Jisung mutusin minho secara sepihak, minho dan jisung sama-sama menjalani hidup mereka dengan sangat terpuruk. Di lain sisi, Minho punya Chan untuk bertahan. Dan Jisung, dia harus berjuang sendiri membesarkan putrinya dia dan lia. Pada akhirnya, Jisung dan putrinya punya Seungmin untuk berjuang bersama. Dan setelah lama saling menjauh, jisung bertemu lagi dengan minho, kali ini, minho mau ajak jisung balikan lagi, untuk sama-sama lagi.

Notes:

(See the end of the work for notes.)

Chapter Text

“Han Jisung-ssi?”

Petugas rumah sakit menunggu pria yang namanya ada di lembar administrasi rumah sakit itu untuk merespon panggilannya. Namun, ia perhatikan lagi, pria yang berusia awal tiga puluhan dengan setelan khas orang kantoran ibu kota itu masih menatap ke luar jendela, hanyut dalam pikirannya sendiri. Padahal ia memilih tempat duduk yang tidak jauh dari meja administrasi, yang semakin membuat petugas itu merasa gemas.

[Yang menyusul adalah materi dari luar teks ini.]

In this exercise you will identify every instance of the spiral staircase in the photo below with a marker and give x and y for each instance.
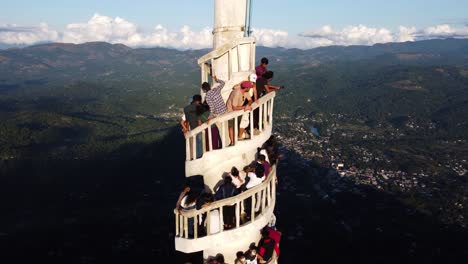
(232, 60)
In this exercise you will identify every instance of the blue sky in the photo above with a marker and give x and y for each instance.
(319, 22)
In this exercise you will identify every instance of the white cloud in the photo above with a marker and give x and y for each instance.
(363, 35)
(271, 37)
(16, 35)
(119, 30)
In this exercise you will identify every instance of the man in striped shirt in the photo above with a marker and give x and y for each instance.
(214, 99)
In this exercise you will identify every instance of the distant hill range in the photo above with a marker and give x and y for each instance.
(426, 81)
(99, 60)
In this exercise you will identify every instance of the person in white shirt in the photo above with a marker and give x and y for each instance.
(237, 180)
(254, 179)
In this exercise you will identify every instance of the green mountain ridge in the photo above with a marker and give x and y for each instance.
(74, 98)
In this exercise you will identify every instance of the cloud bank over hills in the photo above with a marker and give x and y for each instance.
(119, 30)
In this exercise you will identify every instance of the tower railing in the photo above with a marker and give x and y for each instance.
(265, 120)
(264, 193)
(232, 62)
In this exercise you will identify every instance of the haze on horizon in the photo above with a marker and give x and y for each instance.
(188, 24)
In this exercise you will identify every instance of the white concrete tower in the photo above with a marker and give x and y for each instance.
(232, 60)
(229, 23)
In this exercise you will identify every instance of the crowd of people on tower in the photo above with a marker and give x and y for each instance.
(264, 251)
(196, 197)
(238, 180)
(242, 96)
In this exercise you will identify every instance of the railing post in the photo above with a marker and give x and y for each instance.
(252, 209)
(252, 56)
(238, 214)
(251, 125)
(223, 134)
(208, 222)
(263, 193)
(187, 148)
(229, 64)
(195, 226)
(268, 203)
(186, 227)
(271, 111)
(181, 226)
(204, 150)
(210, 138)
(203, 72)
(236, 130)
(260, 118)
(177, 224)
(212, 65)
(239, 64)
(221, 229)
(194, 147)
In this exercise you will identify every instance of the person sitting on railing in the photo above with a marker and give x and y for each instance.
(187, 201)
(191, 115)
(214, 99)
(266, 246)
(254, 179)
(184, 124)
(219, 259)
(271, 147)
(227, 190)
(251, 254)
(266, 165)
(264, 86)
(204, 113)
(240, 258)
(239, 100)
(237, 180)
(203, 201)
(262, 68)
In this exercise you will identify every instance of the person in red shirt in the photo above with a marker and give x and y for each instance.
(262, 68)
(266, 246)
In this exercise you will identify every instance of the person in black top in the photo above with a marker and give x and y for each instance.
(226, 190)
(193, 120)
(266, 246)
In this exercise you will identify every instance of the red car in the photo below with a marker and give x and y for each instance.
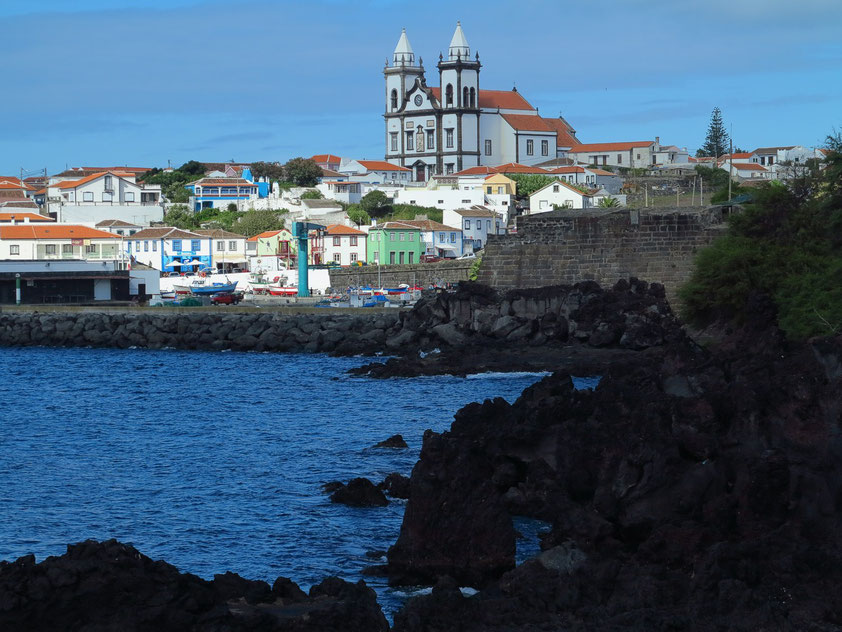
(226, 298)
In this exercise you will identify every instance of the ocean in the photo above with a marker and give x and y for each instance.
(214, 461)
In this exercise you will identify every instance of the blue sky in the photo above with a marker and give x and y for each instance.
(141, 82)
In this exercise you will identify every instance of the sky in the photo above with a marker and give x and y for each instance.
(152, 82)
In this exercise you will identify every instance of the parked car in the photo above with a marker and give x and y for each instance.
(226, 298)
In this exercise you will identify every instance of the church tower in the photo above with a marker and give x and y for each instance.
(401, 74)
(459, 80)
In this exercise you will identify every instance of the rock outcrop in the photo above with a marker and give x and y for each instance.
(697, 491)
(112, 586)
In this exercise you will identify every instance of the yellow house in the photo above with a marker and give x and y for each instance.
(500, 184)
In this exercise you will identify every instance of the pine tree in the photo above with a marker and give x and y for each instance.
(716, 142)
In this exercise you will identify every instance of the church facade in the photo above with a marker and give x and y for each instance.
(443, 130)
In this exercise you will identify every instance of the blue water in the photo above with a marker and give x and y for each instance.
(212, 461)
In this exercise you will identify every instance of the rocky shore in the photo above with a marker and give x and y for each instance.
(693, 489)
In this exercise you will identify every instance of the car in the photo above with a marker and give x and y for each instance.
(226, 298)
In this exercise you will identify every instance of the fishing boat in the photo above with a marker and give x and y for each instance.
(212, 288)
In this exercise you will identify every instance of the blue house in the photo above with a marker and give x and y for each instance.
(219, 192)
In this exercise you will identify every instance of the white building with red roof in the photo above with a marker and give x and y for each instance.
(446, 129)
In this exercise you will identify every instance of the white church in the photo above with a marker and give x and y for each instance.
(443, 130)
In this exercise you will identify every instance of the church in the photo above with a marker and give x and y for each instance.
(443, 130)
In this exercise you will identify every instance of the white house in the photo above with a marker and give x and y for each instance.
(558, 195)
(58, 241)
(477, 224)
(104, 195)
(634, 154)
(228, 250)
(439, 240)
(344, 245)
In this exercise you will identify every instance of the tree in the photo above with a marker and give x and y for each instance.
(357, 214)
(375, 203)
(716, 142)
(192, 168)
(179, 215)
(302, 171)
(253, 223)
(528, 183)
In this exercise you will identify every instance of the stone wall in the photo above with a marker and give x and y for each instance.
(423, 274)
(603, 245)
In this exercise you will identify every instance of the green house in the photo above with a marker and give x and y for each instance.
(394, 243)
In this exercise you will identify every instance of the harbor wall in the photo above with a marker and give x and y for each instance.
(602, 245)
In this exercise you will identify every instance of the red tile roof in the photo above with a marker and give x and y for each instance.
(341, 229)
(72, 184)
(515, 167)
(326, 158)
(381, 165)
(57, 231)
(577, 149)
(493, 99)
(19, 217)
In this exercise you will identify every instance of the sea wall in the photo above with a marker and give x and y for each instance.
(339, 333)
(603, 245)
(424, 274)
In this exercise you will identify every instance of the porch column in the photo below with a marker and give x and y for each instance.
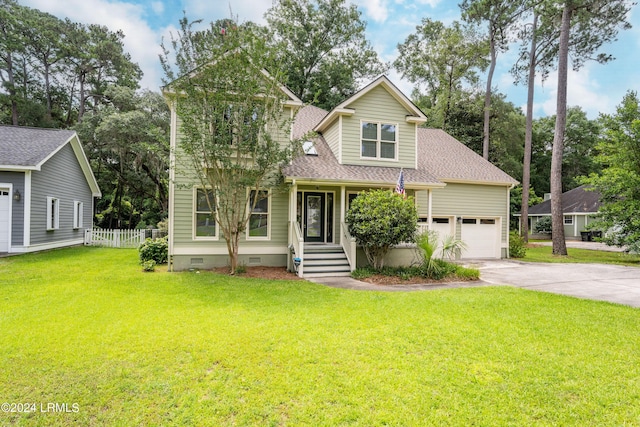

“Han Jisung-ssi?” petugas rumah sakit sedikit mengeraskan suaranya, ia mulai merasa sedikit kesal setiap kali dihadapkan situasi seperti ini. Memang performa dan layanan harus tetap ia jaga, tetapi di jam-jam mendekati akhir shift-nya ini sangat tidak membantu dirinya untuk bisa tetap sabar.

Baru saja petugas rumah sakit itu mau memanggil untuk ketiga kalinya, pria dengan setelan khas orang kantoran itu berkata, “Chan akan membunuhku lagi,” suaranya cukup terdengar, hingga membuat beberapa orang yang juga sedang menunggu giliran untuk pembayaran di ruangan itu mengalihkan perhatian mereka menuju ke sumber suara itu. Pria yang sudah membuat hampir semua orang di ruangan itu bertanya-tanya kembali mengucapkan kata-kata yang sama, ia seperti merapelkan sebuah mantra, kepada dirinya sendiri.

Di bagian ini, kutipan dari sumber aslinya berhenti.